Inform user of dropped events
Problem Whenever events are being dropped by event mesh, we should inform the end-user about that. Just logging is not enough for such a case. IMHO, the best to create a dedicated warning level Kubernetes event, which is designed for such a case: https://www.cncf.io/blog/2023/03/13/how-to-use-kubernetes-events-for-effective-alerting-and-monitoring/
Background With the recent addition of the EventTransform API, the chance of misconfiguration by the end-user raises greatly, as they could easily create infinite loops by transforming the source event in a way the original trigger matches again. The TTL mechanism should eventually break that loop, but in that case, we should inform the end-user about it.
Persona: System Operator, Developer
Exit Criteria The end-user could easily identify the Event Mesh configuration is invalid, and some messages are getting dropped. The best would be to allow use of well known K8s monitoring tools - using K8s events should be adequate.
Time Estimate (optional): 5d (events are dropped in number of places across the codebase)
Additional context (optional) My proposal to solve this is to reconcile a Kubernetes event whenever such a situation occurs.
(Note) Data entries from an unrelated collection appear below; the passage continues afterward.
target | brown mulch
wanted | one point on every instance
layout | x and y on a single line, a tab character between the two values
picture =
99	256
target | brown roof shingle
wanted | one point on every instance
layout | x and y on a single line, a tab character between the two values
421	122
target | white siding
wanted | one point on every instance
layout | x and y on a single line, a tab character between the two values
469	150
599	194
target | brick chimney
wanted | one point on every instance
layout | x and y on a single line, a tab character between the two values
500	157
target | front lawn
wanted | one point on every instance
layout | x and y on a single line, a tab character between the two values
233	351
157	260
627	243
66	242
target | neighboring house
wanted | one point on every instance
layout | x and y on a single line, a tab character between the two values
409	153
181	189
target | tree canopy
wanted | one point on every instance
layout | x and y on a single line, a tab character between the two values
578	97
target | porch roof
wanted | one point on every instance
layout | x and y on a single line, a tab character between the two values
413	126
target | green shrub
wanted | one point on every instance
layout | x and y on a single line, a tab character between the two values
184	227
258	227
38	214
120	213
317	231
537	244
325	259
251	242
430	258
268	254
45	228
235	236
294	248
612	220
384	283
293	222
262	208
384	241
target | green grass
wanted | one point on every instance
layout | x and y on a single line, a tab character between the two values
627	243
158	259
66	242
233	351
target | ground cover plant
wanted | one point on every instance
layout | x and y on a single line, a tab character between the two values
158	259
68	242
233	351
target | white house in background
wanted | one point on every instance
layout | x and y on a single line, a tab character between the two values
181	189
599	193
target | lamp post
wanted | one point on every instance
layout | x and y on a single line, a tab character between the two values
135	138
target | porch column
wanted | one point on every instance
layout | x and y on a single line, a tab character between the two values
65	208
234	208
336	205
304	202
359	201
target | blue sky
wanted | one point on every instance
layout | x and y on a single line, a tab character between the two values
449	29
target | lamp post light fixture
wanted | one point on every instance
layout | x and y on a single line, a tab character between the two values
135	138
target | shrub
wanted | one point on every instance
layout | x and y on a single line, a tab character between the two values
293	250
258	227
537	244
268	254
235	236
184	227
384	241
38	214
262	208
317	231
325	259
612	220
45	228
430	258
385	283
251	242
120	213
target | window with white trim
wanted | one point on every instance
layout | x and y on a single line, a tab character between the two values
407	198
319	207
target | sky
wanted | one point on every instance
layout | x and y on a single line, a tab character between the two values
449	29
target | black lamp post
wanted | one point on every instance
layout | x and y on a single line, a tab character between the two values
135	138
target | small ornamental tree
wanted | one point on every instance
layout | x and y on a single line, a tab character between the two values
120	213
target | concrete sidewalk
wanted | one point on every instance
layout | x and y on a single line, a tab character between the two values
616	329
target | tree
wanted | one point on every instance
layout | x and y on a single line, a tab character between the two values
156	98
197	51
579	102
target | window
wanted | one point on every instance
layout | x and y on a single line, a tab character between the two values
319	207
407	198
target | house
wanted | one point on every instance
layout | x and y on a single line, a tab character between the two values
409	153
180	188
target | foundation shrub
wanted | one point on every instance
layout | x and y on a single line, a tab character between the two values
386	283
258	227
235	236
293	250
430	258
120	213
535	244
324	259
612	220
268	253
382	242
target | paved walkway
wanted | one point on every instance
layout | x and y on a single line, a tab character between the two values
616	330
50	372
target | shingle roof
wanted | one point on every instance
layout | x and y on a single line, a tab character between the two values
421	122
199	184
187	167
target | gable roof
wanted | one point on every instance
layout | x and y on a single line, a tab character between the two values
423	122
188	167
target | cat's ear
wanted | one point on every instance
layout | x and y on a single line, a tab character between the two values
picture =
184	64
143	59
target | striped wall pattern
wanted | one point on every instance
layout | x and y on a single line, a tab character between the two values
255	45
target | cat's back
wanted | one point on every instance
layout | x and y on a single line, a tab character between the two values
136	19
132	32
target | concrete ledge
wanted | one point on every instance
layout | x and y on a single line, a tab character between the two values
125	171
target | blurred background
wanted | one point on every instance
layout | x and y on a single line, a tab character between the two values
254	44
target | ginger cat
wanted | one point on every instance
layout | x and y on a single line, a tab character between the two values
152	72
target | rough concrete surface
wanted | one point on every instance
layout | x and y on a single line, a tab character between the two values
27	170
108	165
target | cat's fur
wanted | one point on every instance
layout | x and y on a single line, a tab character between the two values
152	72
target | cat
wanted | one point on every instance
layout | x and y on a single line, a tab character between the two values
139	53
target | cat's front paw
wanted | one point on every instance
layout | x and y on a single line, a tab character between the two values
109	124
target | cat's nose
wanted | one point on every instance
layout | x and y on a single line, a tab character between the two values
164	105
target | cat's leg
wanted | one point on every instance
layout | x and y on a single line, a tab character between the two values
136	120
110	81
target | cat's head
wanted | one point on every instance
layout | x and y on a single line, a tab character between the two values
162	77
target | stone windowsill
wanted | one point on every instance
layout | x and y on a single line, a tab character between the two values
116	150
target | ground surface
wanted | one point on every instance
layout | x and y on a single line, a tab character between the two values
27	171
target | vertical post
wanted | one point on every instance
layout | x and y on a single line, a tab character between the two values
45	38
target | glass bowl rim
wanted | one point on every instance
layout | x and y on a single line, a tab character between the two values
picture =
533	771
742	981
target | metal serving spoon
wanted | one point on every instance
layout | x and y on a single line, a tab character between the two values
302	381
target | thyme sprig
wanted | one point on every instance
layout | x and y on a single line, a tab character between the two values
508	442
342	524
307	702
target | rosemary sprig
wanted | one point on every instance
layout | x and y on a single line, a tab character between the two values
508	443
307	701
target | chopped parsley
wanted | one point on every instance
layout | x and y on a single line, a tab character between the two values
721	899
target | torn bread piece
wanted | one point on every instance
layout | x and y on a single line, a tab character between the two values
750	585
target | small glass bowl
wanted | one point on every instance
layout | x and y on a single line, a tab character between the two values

Such an event may look like:
apiVersion: events.k8s.io/v1
kind: Event
eventTime: 2025-04-23T09:09:54Z
metadata:
namespace: user-evening-bits-namespace
name: knative-eventing-mt-broker.1838e7822e31b835
labels:
eventing.knative.dev/event-type: my-event-type
eventing.knative.dev/event-source: my-event-source
regarding:
apiVersion: eventing.knative.dev/v1
kind: Broker
name: default
namespace: user-evening-bits-namespace
type: Warning
action: event-dropped
reason: EventLoop
note: Event of type "my-event-type" and source "my-event-source" has reached internal TTL, which most likely signals an event loop. The event was dropped.
series:
count: 351
lastObservedTime: 2025-04-23T09:09:54Z
Notice the series.count. It should be bumped whenever "same event" occurs again. In this case, the reconciler should match the K8s events using metadata.labels of eventing.knative.dev/event-type and eventing.knative.dev/event-source, and bump the series.count when the next message is being dropped.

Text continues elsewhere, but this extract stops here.